Aurich/Wiesmoor - Kurz bevor in der kommenden Woche der erste Wiesmoorer Drogenprozess zu Ende gehen soll, steht der nächste schon in den Startlöchern: Ab Ende Juni stehen zwei 35 und 40 Jahre alte Männer vor Gericht, die in einem ehemaligen Bauernhaus an der Wiesmoorer Hauptstraße beim Verpacken von Cannabis mit angepackt haben sollen. Nach Angaben einer Sprecherin des Landgerichts Aurich hat die Staatsanwaltschaft Ende März Anklage erhoben – und die sei unverändert zugelassen worden. Das Verfahren führen wird die 2. Große Strafkammer des Landgerichts.
Anders als im aktuell laufenden Verfahren gegen Christian Rademacher-Jelten und einen seiner Geschäftspartner wird der Schwerpunkt nicht auf der im Mai vergangenen Jahres in einem Ex-Autohaus gefundenen Hanfplantage liegen, sondern auf dem Bauernhaus auf einem ehemaligen Gärtnerei-Gelände. Dort hatten Beamte nach der Durchsuchung der Plantage bereits verkaufsfertig verpackte Drogen gefunden. Angaben der Staatsanwaltschaft Aurich zufolge befanden sich dort insgesamt 45 Kilogramm Marihuana in Ein-Kilo-Säcken.
Auslieferung nach Europäischem Haftbefehl
In dem Gebäude hatten zwei bereits zu jeweils sechs Jahren Haft verurteilte – und am Bundesgerichtshof in Revision gegangene – Männer gelebt, während sie sich als Gärtner um die Cannabis-Pflanzen in der Plantage gekümmert hatten. Doch die Ermittler fanden in dem Bauernhaus nicht nur Spuren dieser beiden Männer, sondern auch von drei weiteren Personen – darunter die beiden, die ab Ende Juni vor Gericht stehen werden. Zunächst hatte die Staatsanwaltschaft die drei Verdächtigen nicht fassen können, doch Ende vergangenen Jahres ging einer den Ermittlern doch ins Netz.

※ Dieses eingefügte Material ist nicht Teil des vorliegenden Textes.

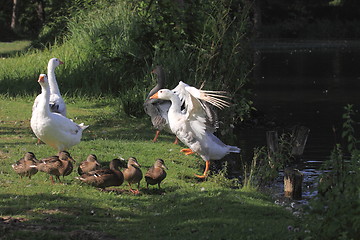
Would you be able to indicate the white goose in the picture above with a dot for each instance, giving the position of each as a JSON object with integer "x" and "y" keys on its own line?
{"x": 56, "y": 102}
{"x": 192, "y": 125}
{"x": 53, "y": 129}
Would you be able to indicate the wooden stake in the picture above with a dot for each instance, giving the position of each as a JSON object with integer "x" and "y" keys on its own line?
{"x": 293, "y": 183}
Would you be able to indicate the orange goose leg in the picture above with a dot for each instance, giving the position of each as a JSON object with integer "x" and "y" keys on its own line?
{"x": 207, "y": 166}
{"x": 187, "y": 151}
{"x": 156, "y": 135}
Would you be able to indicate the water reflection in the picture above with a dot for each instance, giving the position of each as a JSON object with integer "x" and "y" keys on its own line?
{"x": 303, "y": 84}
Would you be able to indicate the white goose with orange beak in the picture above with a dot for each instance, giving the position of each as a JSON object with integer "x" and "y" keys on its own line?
{"x": 52, "y": 128}
{"x": 56, "y": 101}
{"x": 191, "y": 125}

Nachdem ein Europäischer Haftbefehl erlassen worden war, nahm die spanische Polizei den Mann im Dezember fest und lieferte ihn nach Deutschland aus. Von den anderen beiden Männern fehlte jedoch weiterhin jede Spur, bis wenigstens einer von ihnen doch noch in Deutschland gefasst werden konnte. Das ermöglicht den jetzt anstehenden Prozess am Auricher Landgericht. Los geht er am Freitag, 23. Juni, um 9 Uhr. Weitere Termine sind für den 28. Juni, den 5. Juli, den 19. Juli und den 9. August angesetzt.
Hanf stammt nicht aus Wiesmoorer Plantage
Die Verbindung zwischen dem Bauernhaus und der Cannabis-Plantage im ehemaligen Autohaus sieht die Staatsanwaltschaft einerseits bei den Hanfgärtner, die in einem Gebäude lebten und im anderen arbeiteten, und bei in den beiden Gebäuden gefundenen Gegenständen, andererseits aber auch in der Person Rademacher-Jelten. In seinem Plädoyer im aktuell laufen Drogenprozess sagte Oberstaatsanwalt Helge Ommen, dass er davon überzeugt sei, dass der Wiesmoorer Geschäftsmann den Drogenhändlern Ex-Autohaus und Ex-Bauernhaus zeitgleich zur Verfügung gestellt habe.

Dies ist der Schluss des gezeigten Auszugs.